The rise of consumerism has made us think that we live in a materialistic society. When our happiness depends on what we possess and what we are able to buy, it is hard not to think that materialism penetrated our culture. However, the philosopher Alan Watts thought that reality is even worse: he was convinced that our society is not materialistic, but idolizes appearances. And the difference is substantial.
In the society of appearances the essence is lost
“It is not correct to say that modern civilization is materialistic, if we understand as materialist the person who loves matter. The modern brain does not love matter but measures, not solids but surfaces. It drinks by the percentage of alcohol and not by the pleasure of the ‘body’ and the taste of the liquid. It builds to offer an impressive facade, rather than to provide a space to live”, as Watts says.
And that obsession with appearances transludes practically in all spheres of everyday life. “We buy products designed to present a facade in detriment of its content: huge and tasteless fruits, bread that is little more than a light foam, wine adulterated with chemicals and vegetables whose flavor is due to the dry mixes that endow them with a much more impressive pulp”, he added.
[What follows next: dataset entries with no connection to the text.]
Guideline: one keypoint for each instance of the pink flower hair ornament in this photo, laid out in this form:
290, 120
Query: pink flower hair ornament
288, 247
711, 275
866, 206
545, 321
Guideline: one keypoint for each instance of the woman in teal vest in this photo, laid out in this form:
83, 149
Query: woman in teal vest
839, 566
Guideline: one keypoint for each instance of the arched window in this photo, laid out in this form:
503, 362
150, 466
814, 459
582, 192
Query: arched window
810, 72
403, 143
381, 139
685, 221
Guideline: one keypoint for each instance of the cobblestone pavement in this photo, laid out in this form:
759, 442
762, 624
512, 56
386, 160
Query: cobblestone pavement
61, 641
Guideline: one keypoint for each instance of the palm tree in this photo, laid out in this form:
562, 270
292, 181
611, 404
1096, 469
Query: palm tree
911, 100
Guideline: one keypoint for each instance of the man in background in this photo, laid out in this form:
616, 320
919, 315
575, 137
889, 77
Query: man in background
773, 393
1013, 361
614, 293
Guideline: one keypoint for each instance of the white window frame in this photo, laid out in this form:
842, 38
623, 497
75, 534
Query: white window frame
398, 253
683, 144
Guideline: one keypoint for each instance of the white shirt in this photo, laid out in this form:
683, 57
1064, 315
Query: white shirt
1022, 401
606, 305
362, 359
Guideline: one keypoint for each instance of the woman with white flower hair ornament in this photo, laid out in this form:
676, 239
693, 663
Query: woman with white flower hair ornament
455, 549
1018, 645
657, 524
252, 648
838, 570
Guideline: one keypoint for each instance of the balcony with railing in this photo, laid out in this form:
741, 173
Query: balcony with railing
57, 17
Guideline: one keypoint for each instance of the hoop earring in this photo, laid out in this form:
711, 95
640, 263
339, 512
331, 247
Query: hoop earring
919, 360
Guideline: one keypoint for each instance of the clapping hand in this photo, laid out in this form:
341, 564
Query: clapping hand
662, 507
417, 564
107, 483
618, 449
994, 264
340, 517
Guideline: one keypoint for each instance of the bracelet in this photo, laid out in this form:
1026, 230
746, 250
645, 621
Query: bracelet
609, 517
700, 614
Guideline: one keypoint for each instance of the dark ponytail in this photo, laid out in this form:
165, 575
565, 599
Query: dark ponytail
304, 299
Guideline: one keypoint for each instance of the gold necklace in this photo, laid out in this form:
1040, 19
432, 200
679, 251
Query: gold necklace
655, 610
In the society of appearances, the essence matters little. Worshiping the exterior, the benefits are gladly sacrificed in favor of the aspect, an aspect that must convey a clear message and whose sole objective is to become a status symbol through which we communicate our supposed value to the others.
When we choose based on appearances and measures we lose sight of the needs that objects must meet. So we end up buying beautiful and expensive sofas, but so uncomfortable that they can hardly be used. We buy the smartphone according to its brand, to be able to show it off, instead of looking at its technical characteristics. Or we choose houses with huge rooms and tiny kitchens and bathrooms, designed moe to impress the visitors than to live comfortably. Obviously, that chain of “bad” choices will pass us a bill, a bill that we will pay with frustration and unhappiness.
Choosing the appearances condemns us to a state of permanent frustration
The problem is that those who succumb to appearances and dimensions are “Absolutely frustrated, because trying to please the brain is like trying to drink through the ears. Thus, they are increasingly incapable of authentic pleasure, insensitive to the most acute and subtle joys of life, which are, in fact, simple and extremely ordinary.
“The vague, nebulous and insatiable character of brain desire makes its practical realization especially difficult, that it becomes material and real. In general, the civilized man does not know what he wants. […] He does not seek to satisfy authentic needs, because they are not real things, but the secondary products, the effluviums and the atmospheres of real things, shadows that lack separate existence of some substance”, Watts said.
The “brain desire” would be our obsession with measures and numbers, brands and logos, those things that we can boast in front of friends and that should give us intense sensory stimulation, far away from the calm and full enjoyment that leads to true happiness.
Obviously, when appearances are prioritized, much of the satisfaction and pleasure that things can bring is lost. When the goal is to exhibit or impress, instead of experimenting, we lose enjoyment along the way because we are more focused on the other than on ourselves.
That condemns us to a loop. “The cerebral economy is a fantastic vicious circle that must provide a constant excitement to the ear, sight and nerve endings with incessant streams of noise and visual distractions from which it is impossible to escape […] Everything is similarly manufactured to attract without giving satisfaction, to replace all partial gratification with a new desire”, according to Watts. Because in reality it is not our desires or needs that we satisfy each time we buy something, but the desires and needs that society has imposed on us.
The way out, according to Watts, does not consist in embracing extreme frugality and reneging on material things, in the style of cynics, but in finding the simplest and fullest pleasure that things can provide us. It consists of having less, but enjoying it more, which is to choose the things we surround ourselves with taking into account our desires, tastes and needs.
It is not a banal change, it implies a profound inner transformation in which we affirm our identity, and we dissociate ourselves from passing fashions and the desire to impress, to enjoy what we really like, without guilts, regrets or pressure.